Hi @KT-K,
The lack of a gray label suggests that your template’s checkbox definitions are likely not accurate. The model can’t properly align your annotations with the actual checkbox elements in the document.
Moreover, adding more samples without the gray label won’t help the model understand what a checkbox is. It will simply learn to treat those regions as empty or undefined. The key is to ensure your existing samples have correctly labeled checkboxes with the gray label. This teaches the model what a checkbox looks like.
Here are the factors Influencing checkbox detection:
1. Template Accuracy:
- Precise Bounding Boxes: Ensure the bounding boxes for your checkboxes are tight and accurate.

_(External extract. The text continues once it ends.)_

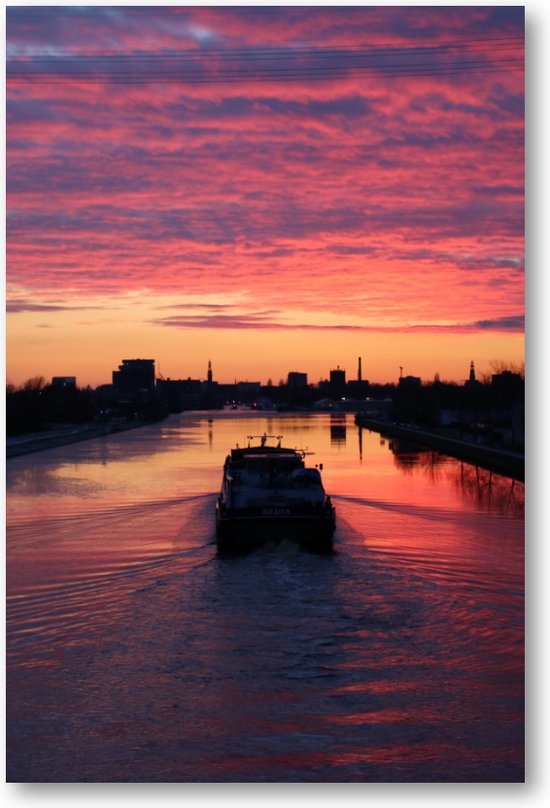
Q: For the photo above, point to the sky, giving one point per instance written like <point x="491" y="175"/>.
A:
<point x="274" y="189"/>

- Correct Annotation: Use the correct annotation type (e.g., “CHECKBOX”) in your template.
- Consistency: Maintain consistent checkbox definitions across all series.
2. Training Data Quality:
- Clarity and Consistency: Use clear, well-scanned documents with consistently marked checkboxes. Avoid blurry or smudged checkboxes.
- Variety: Include a diverse set of checkboxes with different sizes, shapes, and even partially filled-in checkboxes.
3. Document Structure:
- Spacing and Alignment: Ensure checkboxes are well-spaced and not too close to other text elements.
- Text Proximity: If checkboxes are too close to text, the model might struggle to distinguish them.
4. Model Training:
- Sufficient Data: Provide enough training data to cover the various checkbox styles and patterns in your surveys.
- Training Duration: Train the model for a sufficient amount of time to allow it to learn effectively.
By focusing on template accuracy, data quality, and proper labeling, you’ll significantly improve your checkbox detection within your Document AI model.
I hope this clarifies your concern.